Unser Schulhaus wurde saniert. Nun dürfen wir wegen der Brandgefahr im Korridor und im Treppenhaus nichts mehr aufhängen. So wirkt das weisse Primarschulhaus tot. Ist es erlaubt, im offenen Treppenhaus (ehemaliger Liftschacht) z.B. schwer entflammbare Dekorationen wie Lampions ohne Kerzen aufzuhängen? Welche anderen Arten von Dekorationen sind erlaubt?

Beitrag der Fachstelle Brandschutz der GVB

Gemäss Brandschutzrichtlinie 12-15 Art. 4.4.1 Ziff. 3 sind grundsätzlich in Flucht- und Rettungswegen keine brennbaren Dekorationen erlaubt.

Welche Brandschutzmassnahmen sind bei einer Innenrenovation einer Turnhalle mit Stahlskeletkonstruktion zu beachten?

Beitrag der Fachstelle Brandschutz der GVB

Die Situation: Es ist eine ebenerdige Dreifachturnhalle. Die Hallenfläche beträgt 1265 m2, die Fläche insgesamt 2500 m2. In der Halle finden auch Veranstaltungen mit bis zu 1000 Personen statt. Die Halle ist eine Stahlskeletkonstruktion. Welche Brandschutzmassnahmen sind dafür nötig? Z. B. ein Brandschutzanstrich?

Objekt: Turnhalle, bis 11 m hoch, Kanton Bern

Bei eingeschossigen Gebäuden gibt es grundsätzlich keine Anforderung an den Feuerwiderstand. Ist die Halle freistehend, benötigt der Stahlskelettbau der Dreifachturnhalle keine weiteren Brandschutzmassnahmen.

Ich möchte für eine Aula mit 204.3 m2 und für zwei Seminarräume mit 37.3 m2 und 61m2 die Personenbelegung berechnen. Die Aula verfügt über einen Ausgang mit 0.9 m und einen mit 1.6 m. Die Seminarräume verfügen beide über einen Ausgang mit je 1m Breite. Alle drei Räume befinden sich in einem Schulhaus; die Aula im EG und die beiden Seminarräume im 1. OG. Gemäss meinen Internetrecherchen wäre die max. Personenbelegung bei beiden Seminarräumen 50 Personen. Sollte hier aber nicht auch die Raumfläche eine Rolle spielen? Und wie ist die maximale Personenbelegung für die Aula?

Beitrag der Fachstelle Brandschutz der GVB

Objekt: Schule

Aus Sicht des Brandschutzes geht es darum, dass alle Anwesenden im Ereignisfall so schnell wie möglich flüchten können. Darum sind die Anzahl und Breite der Ausgänge relevant.
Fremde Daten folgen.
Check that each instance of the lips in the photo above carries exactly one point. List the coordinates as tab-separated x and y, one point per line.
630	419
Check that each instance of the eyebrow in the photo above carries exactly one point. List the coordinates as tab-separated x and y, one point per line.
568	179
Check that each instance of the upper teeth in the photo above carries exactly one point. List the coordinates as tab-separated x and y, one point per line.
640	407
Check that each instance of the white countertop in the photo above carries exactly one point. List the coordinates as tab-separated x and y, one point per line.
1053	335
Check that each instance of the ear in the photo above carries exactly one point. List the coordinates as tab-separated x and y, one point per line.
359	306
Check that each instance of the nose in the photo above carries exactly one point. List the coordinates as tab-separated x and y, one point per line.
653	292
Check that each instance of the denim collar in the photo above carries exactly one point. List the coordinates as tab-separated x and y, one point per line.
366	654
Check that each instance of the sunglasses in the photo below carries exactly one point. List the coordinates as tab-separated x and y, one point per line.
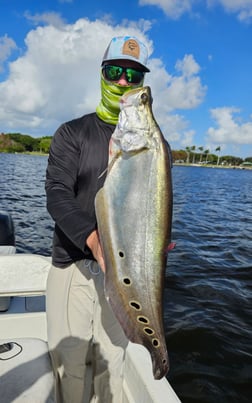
114	73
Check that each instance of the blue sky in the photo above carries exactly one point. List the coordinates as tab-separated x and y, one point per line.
200	60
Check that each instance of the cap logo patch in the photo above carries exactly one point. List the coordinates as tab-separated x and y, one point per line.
131	48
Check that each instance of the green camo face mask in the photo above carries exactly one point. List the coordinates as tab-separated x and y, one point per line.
108	108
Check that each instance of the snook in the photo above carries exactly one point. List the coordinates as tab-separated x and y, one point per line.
134	213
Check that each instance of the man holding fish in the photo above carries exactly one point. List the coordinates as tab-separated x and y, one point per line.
83	321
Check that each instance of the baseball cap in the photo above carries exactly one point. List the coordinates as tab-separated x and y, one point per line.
127	48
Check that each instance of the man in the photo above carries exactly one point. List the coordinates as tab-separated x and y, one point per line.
80	320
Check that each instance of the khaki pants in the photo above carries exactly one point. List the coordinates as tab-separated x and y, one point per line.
82	329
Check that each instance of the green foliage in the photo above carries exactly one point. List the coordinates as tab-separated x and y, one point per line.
17	142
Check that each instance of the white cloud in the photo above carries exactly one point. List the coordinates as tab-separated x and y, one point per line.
229	128
57	78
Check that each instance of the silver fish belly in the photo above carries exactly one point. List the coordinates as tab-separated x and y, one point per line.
134	213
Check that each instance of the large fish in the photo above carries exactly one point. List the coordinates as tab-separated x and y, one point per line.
134	212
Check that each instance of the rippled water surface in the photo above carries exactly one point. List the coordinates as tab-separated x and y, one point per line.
208	288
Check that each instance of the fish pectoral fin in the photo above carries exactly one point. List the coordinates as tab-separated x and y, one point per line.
170	246
113	160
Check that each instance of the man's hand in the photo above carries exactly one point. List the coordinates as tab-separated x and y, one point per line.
93	242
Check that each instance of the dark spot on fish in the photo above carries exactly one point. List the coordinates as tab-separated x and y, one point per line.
144	98
143	319
149	331
135	305
127	281
156	343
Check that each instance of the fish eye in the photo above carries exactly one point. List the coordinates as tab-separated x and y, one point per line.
127	281
144	98
156	343
135	305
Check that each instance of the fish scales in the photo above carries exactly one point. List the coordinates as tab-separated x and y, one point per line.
134	210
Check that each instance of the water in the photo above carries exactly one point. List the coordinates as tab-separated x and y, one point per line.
208	287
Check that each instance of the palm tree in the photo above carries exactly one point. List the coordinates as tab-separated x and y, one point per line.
218	149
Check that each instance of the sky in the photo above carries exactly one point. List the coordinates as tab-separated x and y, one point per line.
200	57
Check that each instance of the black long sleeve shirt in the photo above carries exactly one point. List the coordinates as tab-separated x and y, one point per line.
78	156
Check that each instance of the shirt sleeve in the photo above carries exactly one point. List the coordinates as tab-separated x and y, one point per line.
61	183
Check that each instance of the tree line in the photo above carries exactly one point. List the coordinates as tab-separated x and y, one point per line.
200	155
19	143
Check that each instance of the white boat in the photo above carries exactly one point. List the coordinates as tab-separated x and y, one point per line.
25	368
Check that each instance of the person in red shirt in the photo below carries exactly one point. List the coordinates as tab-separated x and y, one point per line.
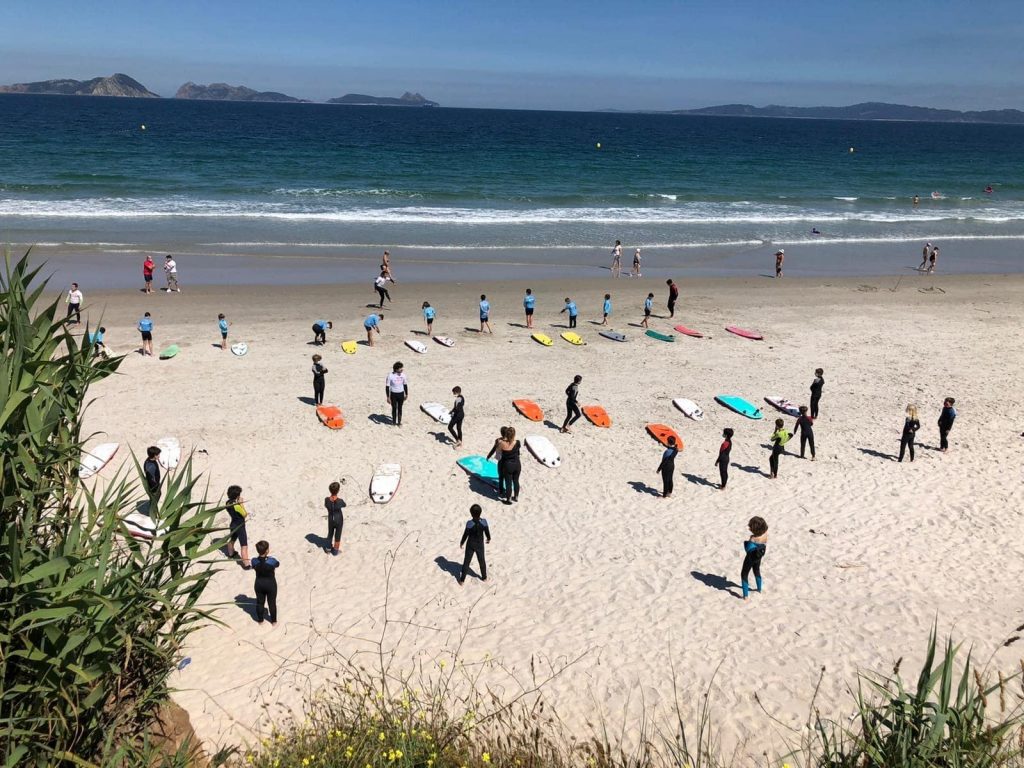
147	267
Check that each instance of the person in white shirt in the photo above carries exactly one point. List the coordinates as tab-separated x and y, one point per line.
396	389
74	304
171	270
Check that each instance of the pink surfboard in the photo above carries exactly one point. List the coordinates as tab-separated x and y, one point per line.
744	333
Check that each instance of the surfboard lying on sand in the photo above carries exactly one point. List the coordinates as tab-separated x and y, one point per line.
528	409
754	335
597	416
689	408
780	403
436	412
384	483
479	467
543	450
662	433
330	417
741	407
95	459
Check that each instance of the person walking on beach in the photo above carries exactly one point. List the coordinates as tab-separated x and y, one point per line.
372	325
778	439
668	467
428	315
266	584
816	386
457	414
484	313
571	309
396	389
473	537
237	511
145	328
723	458
806	425
616	259
946	419
528	302
754	551
648	305
380	283
147	266
222	324
335	518
320	331
910	427
74	300
318	381
171	272
572	412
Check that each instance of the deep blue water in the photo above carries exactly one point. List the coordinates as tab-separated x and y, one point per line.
222	175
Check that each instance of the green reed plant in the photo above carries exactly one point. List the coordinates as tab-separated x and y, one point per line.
91	621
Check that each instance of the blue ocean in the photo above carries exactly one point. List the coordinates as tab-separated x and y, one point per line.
223	177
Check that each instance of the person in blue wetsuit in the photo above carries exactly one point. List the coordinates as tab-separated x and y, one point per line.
571	309
754	551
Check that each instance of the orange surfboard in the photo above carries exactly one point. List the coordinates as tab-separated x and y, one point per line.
528	409
330	417
662	433
597	416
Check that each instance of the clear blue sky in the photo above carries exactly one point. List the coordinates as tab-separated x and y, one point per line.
655	54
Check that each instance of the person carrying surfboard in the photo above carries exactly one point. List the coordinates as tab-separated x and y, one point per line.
473	537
Für ein Treppengeländer möchte ich HPL-Kompaktplatten verwenden. Die Platten haben die Klassifizierung 5.3 und B-s1,d0 nach EN 13501-1. Entspricht dies RF1? Können diese Materialien in einem vertikalen Fluchtweg verwendet werden? Was sind die Anforderungen an die Unterkonstruktion, wenn diese allseitig mit 6 mm HPL-Platten verkleidet wird?
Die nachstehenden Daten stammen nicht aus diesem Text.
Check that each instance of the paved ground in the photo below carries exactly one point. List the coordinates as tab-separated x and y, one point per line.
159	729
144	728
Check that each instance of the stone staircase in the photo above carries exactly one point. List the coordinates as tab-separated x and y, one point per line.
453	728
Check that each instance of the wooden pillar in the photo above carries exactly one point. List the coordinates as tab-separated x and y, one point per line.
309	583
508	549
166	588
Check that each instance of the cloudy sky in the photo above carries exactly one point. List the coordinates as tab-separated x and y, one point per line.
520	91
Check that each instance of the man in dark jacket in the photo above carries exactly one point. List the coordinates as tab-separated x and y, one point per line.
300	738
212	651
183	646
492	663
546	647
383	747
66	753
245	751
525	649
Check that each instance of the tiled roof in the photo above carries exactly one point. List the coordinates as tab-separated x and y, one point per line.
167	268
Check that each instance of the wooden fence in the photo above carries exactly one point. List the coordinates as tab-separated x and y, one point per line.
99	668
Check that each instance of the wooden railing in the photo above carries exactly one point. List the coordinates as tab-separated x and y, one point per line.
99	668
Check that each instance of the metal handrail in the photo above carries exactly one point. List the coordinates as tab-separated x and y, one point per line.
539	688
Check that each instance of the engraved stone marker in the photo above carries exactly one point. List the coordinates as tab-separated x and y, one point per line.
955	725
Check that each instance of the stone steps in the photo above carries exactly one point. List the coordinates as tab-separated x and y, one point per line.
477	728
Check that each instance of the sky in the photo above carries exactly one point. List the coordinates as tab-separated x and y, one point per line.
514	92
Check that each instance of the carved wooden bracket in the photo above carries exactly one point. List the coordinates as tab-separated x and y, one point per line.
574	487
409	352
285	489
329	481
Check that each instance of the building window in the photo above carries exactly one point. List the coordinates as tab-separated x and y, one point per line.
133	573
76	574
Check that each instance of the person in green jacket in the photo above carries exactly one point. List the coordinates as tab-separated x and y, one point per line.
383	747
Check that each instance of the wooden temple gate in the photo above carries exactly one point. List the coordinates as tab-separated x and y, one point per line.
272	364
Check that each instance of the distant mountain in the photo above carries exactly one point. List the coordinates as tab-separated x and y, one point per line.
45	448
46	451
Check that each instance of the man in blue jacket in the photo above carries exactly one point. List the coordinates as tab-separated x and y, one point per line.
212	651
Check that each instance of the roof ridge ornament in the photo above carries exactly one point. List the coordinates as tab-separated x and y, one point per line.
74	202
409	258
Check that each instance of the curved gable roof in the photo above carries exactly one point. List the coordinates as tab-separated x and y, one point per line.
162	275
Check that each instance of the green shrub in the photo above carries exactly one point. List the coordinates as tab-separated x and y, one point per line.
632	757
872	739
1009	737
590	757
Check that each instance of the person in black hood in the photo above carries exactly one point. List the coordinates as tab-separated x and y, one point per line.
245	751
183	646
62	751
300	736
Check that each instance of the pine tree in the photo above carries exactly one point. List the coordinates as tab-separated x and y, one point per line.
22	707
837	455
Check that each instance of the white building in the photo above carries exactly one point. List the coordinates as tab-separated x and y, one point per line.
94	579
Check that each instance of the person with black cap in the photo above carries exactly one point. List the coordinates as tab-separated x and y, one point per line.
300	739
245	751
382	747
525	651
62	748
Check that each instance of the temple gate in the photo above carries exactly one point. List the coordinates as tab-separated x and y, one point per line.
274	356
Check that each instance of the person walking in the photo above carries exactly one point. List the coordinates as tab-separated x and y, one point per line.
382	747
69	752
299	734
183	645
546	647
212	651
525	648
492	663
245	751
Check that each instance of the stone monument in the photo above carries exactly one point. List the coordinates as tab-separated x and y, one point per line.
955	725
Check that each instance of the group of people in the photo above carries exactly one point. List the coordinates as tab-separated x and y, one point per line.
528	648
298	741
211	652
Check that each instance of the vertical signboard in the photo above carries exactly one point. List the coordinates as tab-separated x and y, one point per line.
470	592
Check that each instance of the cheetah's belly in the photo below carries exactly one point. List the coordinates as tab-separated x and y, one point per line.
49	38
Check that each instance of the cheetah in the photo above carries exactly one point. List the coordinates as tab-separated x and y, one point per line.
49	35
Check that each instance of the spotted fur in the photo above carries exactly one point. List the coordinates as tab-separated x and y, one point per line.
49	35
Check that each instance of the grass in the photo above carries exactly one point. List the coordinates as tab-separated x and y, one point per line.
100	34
Beitrag der Fachstelle Brandschutz der GVB

Objekt: Schule, Gebäudehöhe bis 11 m hoch, Kanton Bern

Die Klassifizierungen EN 13501-1 B-s1-d0 sowie die Brandkennziffer 5.3 entsprechen RF2. Zuordnungstabelle finden Sie in der Brandschutzrichtlinie 13-15 Baustoffe und Bauteile, Ziffer 2.4.